A letter from President Bush lauded political developments in both Iraq and Afghanistan, praising the efforts of U.S. troops in helping Iraqis exercise the right to vote three times during 2005 and the people of Afghanistan for casting ballots.

“In the coming year, America will continue to stand beside these young democracies and lay the foundation of peace for our children and grandchildren,” Mr. Bush said.

“We appreciate the brave men and women in uniform who protect our country and advance freedom around the world. We are grateful to their families for their support and sacrifice, and we pray for all those who have lost loved ones in freedom’s cause.”

At Camp Victory near Baghdad’s airport, “American Idol 3” finalist Diana DeGarmo and other entertainers treated hundreds of U.S. servicemen and women to a New Year’s Eve show.

Soldiers sat in the cold in front of a tan stage as Miss DeGarmo pulled several on stage to dance. She was followed by comedian Reggie McFadden and country music singer Michael Peterson, who traveled with the chairman of the Joint Chiefs of Staff on a six-nation holiday tour to thank the troops.

Gen. Peter Pace said it will be up to the Iraqis to choose their leadership — but the sooner the better to help secure peace in the country to allow U.S. forces to leave.

“Stability in the country is part of the conditions for withdrawal,” he told a small group of reporters in a gilded room at one of Saddam Hussein’s former palaces at Camp Victory in Baghdad.

“The faster that the Iraqi government is able to stand up and take charge, the faster we’ll reach the conditions where they’re able to lead their own armed forces and their own military in a way that will allow us to transition more of the overall security responsibility to them.”

Gen. Pace also delivered bags of Starbucks coffee beans and mugs, saying employees of the U.S. chain donated 18,000 pounds of the beans to share with the American military units he has visited.

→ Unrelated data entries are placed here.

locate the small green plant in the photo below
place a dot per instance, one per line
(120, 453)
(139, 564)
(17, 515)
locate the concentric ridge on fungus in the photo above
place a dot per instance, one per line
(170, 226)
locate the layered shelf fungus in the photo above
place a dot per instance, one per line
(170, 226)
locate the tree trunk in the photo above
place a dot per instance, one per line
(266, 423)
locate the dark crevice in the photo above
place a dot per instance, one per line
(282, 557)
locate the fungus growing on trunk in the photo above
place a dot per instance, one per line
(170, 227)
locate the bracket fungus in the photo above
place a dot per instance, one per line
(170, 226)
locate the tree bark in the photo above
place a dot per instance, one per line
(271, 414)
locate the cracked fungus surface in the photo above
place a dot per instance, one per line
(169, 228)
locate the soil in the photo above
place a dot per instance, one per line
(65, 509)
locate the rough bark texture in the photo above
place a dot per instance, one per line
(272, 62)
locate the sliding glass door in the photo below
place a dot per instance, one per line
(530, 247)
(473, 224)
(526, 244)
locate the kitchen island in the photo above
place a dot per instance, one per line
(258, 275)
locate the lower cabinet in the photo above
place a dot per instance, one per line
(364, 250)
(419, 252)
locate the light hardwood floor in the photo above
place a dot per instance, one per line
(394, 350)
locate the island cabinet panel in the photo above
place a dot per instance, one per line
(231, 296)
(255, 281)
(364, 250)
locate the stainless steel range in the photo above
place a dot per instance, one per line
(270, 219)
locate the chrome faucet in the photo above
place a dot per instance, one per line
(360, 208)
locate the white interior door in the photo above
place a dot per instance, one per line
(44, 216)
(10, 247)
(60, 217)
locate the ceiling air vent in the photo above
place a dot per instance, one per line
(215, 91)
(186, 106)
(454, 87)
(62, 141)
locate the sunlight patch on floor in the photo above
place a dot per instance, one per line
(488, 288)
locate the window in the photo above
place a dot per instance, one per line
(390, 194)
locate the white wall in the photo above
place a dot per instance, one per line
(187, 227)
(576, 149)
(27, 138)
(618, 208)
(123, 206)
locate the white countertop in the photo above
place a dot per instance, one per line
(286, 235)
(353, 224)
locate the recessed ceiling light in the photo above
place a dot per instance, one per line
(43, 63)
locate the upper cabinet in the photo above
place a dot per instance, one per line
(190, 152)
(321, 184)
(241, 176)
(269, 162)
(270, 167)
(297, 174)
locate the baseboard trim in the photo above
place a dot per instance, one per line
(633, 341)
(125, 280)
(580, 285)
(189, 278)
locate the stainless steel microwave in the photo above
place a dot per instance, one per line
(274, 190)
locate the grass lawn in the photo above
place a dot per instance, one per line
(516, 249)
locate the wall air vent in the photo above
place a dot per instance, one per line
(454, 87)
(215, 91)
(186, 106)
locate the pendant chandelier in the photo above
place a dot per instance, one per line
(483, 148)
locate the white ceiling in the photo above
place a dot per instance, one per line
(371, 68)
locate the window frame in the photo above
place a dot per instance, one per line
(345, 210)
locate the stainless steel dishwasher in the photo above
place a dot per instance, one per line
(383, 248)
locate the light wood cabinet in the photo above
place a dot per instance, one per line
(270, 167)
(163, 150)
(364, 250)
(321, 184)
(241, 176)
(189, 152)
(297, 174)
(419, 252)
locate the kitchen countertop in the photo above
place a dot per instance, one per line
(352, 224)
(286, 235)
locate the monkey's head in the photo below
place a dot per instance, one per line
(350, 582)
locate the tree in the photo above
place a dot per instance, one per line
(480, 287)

In another day of bloodshed, gunmen raided a house south of Baghdad, killing five members of a Sunni Arab family.

A roadside bomb in the capital killed two policemen and another bomb killed five members of the Iraqi Islamic party near their headquarters in Al-Khalis, 10 miles east of Baqouba, police said.

Police also said they found the bodies of six men who had been blindfolded, shot and dumped at a sewage plant in southeast Baghdad. A mortar round killed a policeman in Baghdad, and gunmen fatally shot the owner of a supermarket in the capital, officials said.

A U.S. soldier died yesterday from wounds inflicted by a mortar attack in Baghdad, the military said. That put the American military death toll for the year at 841 — five short of 2004’s toll.